Nginx+lua reverse proxy empty body

Hi all

I’m trying to do on-the-fly changes on the pages of a site using lua.
I’ve set up a nginx reverse proxy, and some lua code to do the
replacements, and I notice irreproducable (timing ?) situations where
the proxied body that is passed to lua is empty. I know my code works in
some cases, but I can’t figure out what makes that it’s not reliable.

nginx.conf:

worker_processes 1;
error_log logs/error.log debug;
events {
worker_connections 1024;
}
http {
server {
client_body_in_single_buffer on;
listen 9001;

     location / {
         proxy_pass http://www.spelletjes.nl:80;
         proxy_set_header X-Real-IP $remote_addr;
         body_filter_by_lua '

if ngx.arg[1] ~= “” then
ngx.arg[1] = string.gsub(ngx.arg[1], “Speel”, “NGINX”)
else
print(ngx.var.uri … " has empty body" … ngx.arg[1])
end
';
}
}
}
The problem I have basically that the ngx.arg[1] is an empty string
(sometimes, timing dependent?) on url’s that are definitely not empty.

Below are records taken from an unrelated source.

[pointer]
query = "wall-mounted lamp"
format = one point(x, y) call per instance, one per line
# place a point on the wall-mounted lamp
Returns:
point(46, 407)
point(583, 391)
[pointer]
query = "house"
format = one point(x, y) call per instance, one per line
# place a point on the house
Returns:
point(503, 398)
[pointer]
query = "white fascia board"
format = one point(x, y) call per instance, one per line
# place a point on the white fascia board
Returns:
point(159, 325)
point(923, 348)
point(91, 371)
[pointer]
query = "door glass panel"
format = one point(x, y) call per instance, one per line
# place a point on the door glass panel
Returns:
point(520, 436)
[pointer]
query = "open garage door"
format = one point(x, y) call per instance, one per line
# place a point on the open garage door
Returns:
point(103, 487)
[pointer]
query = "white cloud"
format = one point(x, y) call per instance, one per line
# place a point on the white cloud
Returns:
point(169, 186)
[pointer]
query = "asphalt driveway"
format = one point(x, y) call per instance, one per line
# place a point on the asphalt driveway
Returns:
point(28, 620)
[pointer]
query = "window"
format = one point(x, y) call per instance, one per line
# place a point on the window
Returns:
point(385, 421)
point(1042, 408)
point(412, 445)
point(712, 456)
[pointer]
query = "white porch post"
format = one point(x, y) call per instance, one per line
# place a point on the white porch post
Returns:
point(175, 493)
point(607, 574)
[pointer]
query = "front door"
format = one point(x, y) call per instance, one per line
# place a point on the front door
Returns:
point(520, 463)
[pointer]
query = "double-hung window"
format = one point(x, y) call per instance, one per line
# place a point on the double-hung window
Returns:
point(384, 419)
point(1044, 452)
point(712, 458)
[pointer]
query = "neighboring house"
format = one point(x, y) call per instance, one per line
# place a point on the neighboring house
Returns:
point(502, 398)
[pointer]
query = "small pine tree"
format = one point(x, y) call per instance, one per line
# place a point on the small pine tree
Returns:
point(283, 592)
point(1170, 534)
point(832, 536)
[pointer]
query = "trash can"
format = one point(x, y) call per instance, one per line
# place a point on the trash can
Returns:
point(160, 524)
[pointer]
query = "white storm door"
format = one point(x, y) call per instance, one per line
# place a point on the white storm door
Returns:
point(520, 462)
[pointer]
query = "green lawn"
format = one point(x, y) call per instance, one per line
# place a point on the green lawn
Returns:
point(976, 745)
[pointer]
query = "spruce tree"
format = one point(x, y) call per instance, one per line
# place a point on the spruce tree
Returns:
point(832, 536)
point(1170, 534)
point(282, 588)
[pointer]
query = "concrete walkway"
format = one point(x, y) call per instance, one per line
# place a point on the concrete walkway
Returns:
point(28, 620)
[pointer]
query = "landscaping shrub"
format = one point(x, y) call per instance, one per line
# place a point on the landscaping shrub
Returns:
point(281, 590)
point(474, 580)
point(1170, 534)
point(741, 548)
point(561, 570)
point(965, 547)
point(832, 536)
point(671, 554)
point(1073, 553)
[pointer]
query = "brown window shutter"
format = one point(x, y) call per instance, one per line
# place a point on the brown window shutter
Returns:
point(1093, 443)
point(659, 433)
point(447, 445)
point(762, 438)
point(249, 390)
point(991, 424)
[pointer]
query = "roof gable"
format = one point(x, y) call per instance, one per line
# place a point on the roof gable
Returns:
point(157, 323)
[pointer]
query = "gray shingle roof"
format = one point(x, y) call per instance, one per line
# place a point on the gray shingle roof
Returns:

So what am I doing wrong? I am using openresty 1.2.4.9 (nginx 1.2.4 +
ngx_lua-0.7.5)

Typical message in logs/error.log:
67 2012/11/26 14:53:59 [notice] 19291#0: *55 [lua] [string
“body_filter_by_lua”]:7: / has empty body while sending to
client, client: 127.0.0.1, server: , request: “GET / HTTP/1.1”,
upstream: "http://212.72.60.220:80/ ", host: “localhost:9001”

Thanks for answers

Bart

Hello!

On Tue, Nov 27, 2012 at 2:28 AM, Bart van Deenen wrote:

The problem I have basically that the ngx.arg[1] is an empty string
(sometimes, timing dependent?) on url’s that are definitely not empty.

It is normal that ngx.arg[1] is an empty string in the body filters
when the upstream module generates “pure special bufs” like those with
only the “last_buf” flag set (i.e., the eof flag set on the Lua land).

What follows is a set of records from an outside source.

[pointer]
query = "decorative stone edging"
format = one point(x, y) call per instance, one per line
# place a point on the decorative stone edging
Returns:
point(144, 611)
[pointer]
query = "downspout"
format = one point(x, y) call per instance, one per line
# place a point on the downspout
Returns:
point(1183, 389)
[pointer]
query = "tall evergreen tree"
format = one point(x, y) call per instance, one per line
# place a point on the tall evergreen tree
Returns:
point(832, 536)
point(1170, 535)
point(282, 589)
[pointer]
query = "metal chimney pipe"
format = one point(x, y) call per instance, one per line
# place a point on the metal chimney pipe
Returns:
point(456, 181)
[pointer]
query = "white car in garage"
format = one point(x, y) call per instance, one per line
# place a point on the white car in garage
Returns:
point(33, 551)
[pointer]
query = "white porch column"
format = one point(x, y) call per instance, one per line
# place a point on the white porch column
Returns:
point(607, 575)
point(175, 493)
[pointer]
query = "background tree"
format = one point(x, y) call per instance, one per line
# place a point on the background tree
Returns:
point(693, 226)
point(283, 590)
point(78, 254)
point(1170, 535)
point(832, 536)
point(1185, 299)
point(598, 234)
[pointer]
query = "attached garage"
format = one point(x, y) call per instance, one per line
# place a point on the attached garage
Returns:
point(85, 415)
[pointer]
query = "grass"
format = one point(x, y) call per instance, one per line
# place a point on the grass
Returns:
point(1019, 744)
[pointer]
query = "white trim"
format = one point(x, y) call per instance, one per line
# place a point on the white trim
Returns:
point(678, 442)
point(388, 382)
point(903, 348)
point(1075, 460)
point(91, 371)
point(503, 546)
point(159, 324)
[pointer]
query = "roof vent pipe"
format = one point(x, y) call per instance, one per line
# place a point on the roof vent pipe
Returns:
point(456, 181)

It’s normal that for a given response, the output body filter gets
called multiple times because that’s exactly how streaming processing
works in Nginx (you surely do not want to buffer all the data at a
time for huge responses).

And the response body may be fed into your body filter in multiple
data chunks. You should always be prepared for that in your Lua code.

Please refer to the documentation for body_filter_by_lua for more
information:

http://wiki.nginx.org/HttpLuaModule#body_filter_by_lua

BTW, doing simple regex match in body filters may not always work as
expected because the nginx upstream module may split the response body
into chunks in an arbitrary way (e.g., splitting in the middle of the
word “Speel”, for example).

I’ve been working on the sregex C library that will support streaming
match just like Ragel:

https://github.com/agentzh/sregex

It’s still in progress though but it’ll soon be usable on the Lua land
:slight_smile:

Best regards,
-agentzh

Hi Agentz

But wouldn’t the statement
client_body_in_single_buffer on;
cause the whole body of the proxied server to go into ngx.arg[1] ?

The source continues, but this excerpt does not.